Research projects completed in 2002

1. The project of computing the free energy of hot quark-gluon plasma nonperturbatively at any energies has been advanced significantly by the computation of the coefficient of the g^6 log(g) term in the perturbative expansion of the free energy by Kajantie, Laine, Rummukainen and Schröder [hep-ph/0211321]. This is actually the last coefficient calculable by perturbative means; beyond that only fully numerical methods seem to be the only method for obtaining first-principle results. Historically, it is notable that the previous and the only other logarithmic term, of order g^4 log(g), was also computed in Helsinki by T. Toimela already in 1983. New progress was only possible due to the development of new techniques of symbolic computation.


2. The quark number susceptibility of hot quark-gluon plasma physically characterises how easy it is to produce quark-antiquark pairs. For the theoretical analysis of its measurements by numerical lattice Monte Carlo techniques one needs its perturbative expansion. This has been known only up to order g^4 log(g), also thanks to T. Toimela. Now the terms of order g^4, g^5 and g^6 log(g) have been computed in one clean sweep by A. Vuorinen [hep-ph/0212283].


Research projects completed in 2001

1. The most ambitious project, started already in 1999, has been developing a first-principle numerical method of controllable accuracy to compute the equation of state for QCD matter from about 2Tc to practically infinite temperatures, using effective field theory methods. This is a purely theoretical effort since experiments cannot conceivably probe temperatures above about 10Tc, but it is a pure ab initio computation in QCD and as such very important. The work is carried out jointly with Mikko Laine (now at CERN, Geneva), Kari Rummukainen (now at Nordita, Copenhagen) and York Schröder (now at MIT, Boston). The general outline of the method has been published in Physical Review Letters [hep-ph/0109100] but the detailed implementation is technically very complicated and demands extensive numerical simulations (Rummukainen) at equally extensive symbolic computations (Schröder). One might add that expressions with of the order of 10 million terms easily appear at intermediate stages of the computation. As a spin-off we also have developed general diagrammatic techniques, presented in [hep-ph/0109100]


2. With coworkers in Jyväskylä we have already some time ago suggested (Eskola, Kajantie, Ruuskanen, Tuominen, [hep-ph/9909456]) that the growth of the number of produced partons in nuclear collisions at small transverse momenta is inhibited at sufficiently large densities. Based on the conjecture of saturation and on a subsequent isentropic expansion stage, we have predicted particle multiplicities for central A+A collisions at various nucleon numbers A and total energies s. The first results from RHIC indeed confirmed our prediction amazingly well, both in absolute magnitude and in the energy dependence. This model has been further applied to various new phenomena in Eskola, Kajantie, Tuominen, hep-ph/0009246 and hep-ph/0106330.

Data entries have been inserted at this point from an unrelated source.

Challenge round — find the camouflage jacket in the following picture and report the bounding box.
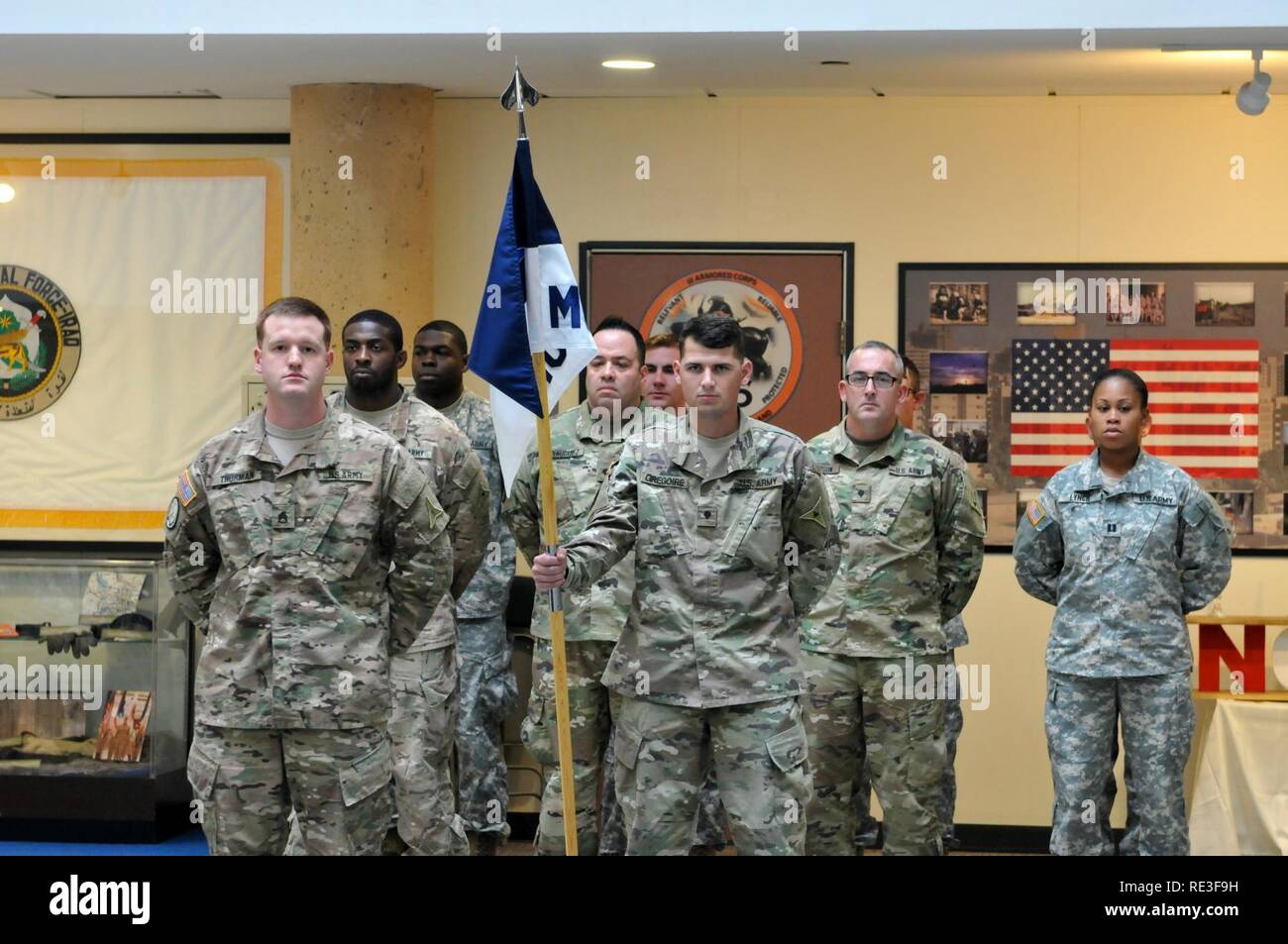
[505,403,653,643]
[1015,450,1231,678]
[441,390,514,619]
[566,416,840,707]
[164,409,452,728]
[326,390,490,607]
[802,421,984,656]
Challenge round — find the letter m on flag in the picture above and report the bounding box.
[550,284,581,331]
[471,138,595,492]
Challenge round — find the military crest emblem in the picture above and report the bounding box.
[640,269,804,420]
[0,264,81,420]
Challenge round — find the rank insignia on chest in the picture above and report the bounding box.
[175,469,197,507]
[273,502,295,531]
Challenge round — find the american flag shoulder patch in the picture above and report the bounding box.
[175,469,197,507]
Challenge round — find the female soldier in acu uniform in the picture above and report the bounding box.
[1015,368,1231,855]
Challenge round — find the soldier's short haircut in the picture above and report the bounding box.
[644,335,680,352]
[899,355,921,393]
[255,295,331,348]
[842,342,905,378]
[1087,367,1149,409]
[340,308,402,352]
[416,318,471,357]
[680,314,747,361]
[590,314,644,364]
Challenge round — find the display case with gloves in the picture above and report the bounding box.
[0,542,192,841]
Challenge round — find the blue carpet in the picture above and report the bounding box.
[0,829,207,857]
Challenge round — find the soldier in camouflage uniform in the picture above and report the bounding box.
[164,299,452,855]
[532,316,838,855]
[854,355,970,855]
[802,342,984,855]
[641,332,726,855]
[505,318,644,855]
[412,321,519,855]
[316,309,490,855]
[1015,368,1231,855]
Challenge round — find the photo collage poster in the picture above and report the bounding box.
[899,262,1288,553]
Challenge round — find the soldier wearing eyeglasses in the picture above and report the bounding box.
[802,342,984,855]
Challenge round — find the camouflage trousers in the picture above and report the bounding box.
[614,696,811,855]
[456,614,519,836]
[286,647,471,855]
[802,652,948,855]
[1044,670,1194,855]
[599,726,729,855]
[522,639,626,855]
[188,724,393,855]
[854,651,963,855]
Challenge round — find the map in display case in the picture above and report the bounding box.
[0,546,192,825]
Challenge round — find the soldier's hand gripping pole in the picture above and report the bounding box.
[532,353,577,855]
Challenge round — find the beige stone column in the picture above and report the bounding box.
[290,84,434,366]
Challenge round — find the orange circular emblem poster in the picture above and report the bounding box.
[640,269,803,420]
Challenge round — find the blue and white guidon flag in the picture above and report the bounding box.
[471,138,595,493]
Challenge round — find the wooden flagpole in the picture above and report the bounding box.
[532,353,577,855]
[501,59,577,855]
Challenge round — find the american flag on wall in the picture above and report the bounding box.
[1012,339,1259,479]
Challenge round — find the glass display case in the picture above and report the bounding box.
[0,542,192,842]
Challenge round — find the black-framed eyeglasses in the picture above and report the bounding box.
[845,370,899,390]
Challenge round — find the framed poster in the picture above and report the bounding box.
[580,242,854,439]
[899,262,1288,554]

3. Our particle physics-motivated field theories have also led us to apply the same techniques to a prototype condensed matter theory: the Ginzburg-Landau model in three dimensions. This is well known as the coarse-grained theory of superconductivity. Surprisingly, it is not precisely known what this theory says about the properties of the transition in the type II region, which corresponds to high Tc superconductors. This probably is not relevant for real-life superconductors, since they are not really sensitive to quantum fluctuations, but is a very relevant question about the theory itself. It namely also answers the question whether the theory could alternatively be described by a dual theory, in which non-local vortices of the GL theory have become local fields, and which perhaps could be more easily solved. We (also Laine, Neuhaus (now in Bielefeld), Rajantie (now at Cambridge), Rummukainen) have, in spite of extensive simulations, not been able to solve the problem, the dynamics is so involved that definite final conclusions cannot be drawn. Tentative ones were reported in hep-lat/0110062.